8. Miscellaneous. This Agreement and the Services performed hereunder are personal to Ambassador and Ambassador shall not have the right or ability to assign, transfer, or subcontract any obligations under this Agreement without the written consent of Ride1Up. Any attempt to do so shall be void. Ride1Up shall be free to transfer this Agreement to a third party. Any breach of Section 3 or 4 will cause irreparable harm to Ride1Up for which damages would not be an adequate remedy, and, therefore, Ride1Up will be entitled to injunctive relief with respect thereto in addition to any other remedies. This Agreement constitutes the entire agreement between the parties relative to the matters referred to herein and supersedes any other agreement, whether oral or writing, which may have existed between Ride1Up and Ambassador.

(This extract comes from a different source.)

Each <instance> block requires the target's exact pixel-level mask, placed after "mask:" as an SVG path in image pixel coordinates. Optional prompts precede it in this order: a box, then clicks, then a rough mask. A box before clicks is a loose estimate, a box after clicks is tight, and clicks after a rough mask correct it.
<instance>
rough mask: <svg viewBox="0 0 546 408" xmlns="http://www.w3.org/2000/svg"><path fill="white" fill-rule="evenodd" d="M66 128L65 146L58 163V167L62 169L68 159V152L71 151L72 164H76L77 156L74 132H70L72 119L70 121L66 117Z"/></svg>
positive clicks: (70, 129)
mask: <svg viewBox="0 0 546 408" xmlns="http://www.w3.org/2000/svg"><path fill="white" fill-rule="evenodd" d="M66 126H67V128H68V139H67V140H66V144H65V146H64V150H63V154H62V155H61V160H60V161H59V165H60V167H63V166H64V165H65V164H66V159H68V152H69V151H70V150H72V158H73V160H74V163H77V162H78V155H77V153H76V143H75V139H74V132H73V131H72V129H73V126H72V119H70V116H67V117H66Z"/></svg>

No changes or modifications or waivers to this Agreement will be effective unless in writing and signed by both parties. In the event that any provision of this Agreement shall be determined to be illegal or unenforceable, that provision will be limited or eliminated to the minimum extent necessary so that this Agreement shall otherwise remain in full force and effect and enforceable. This Agreement shall be governed by and construed in accordance with the laws of the State of California, USA without regard to the conflicts of laws provisions thereof, and Ambassador hereby consents to the personal jurisdiction and venue of the courts of the State of California, USA, with respect to any claims or lawsuits which may be related to this Agreement. Ambassador further hereby agrees to waive any challenge to jurisdiction or venue based upon the principle of forum non conveniens. In any action or proceeding to enforce rights under this Agreement, the prevailing party will be entitled to recover costs and attorneys’ fees. All notices to be given under this Agreement, except in case of termination, shall be made by registered mail or by courier to the address of each party.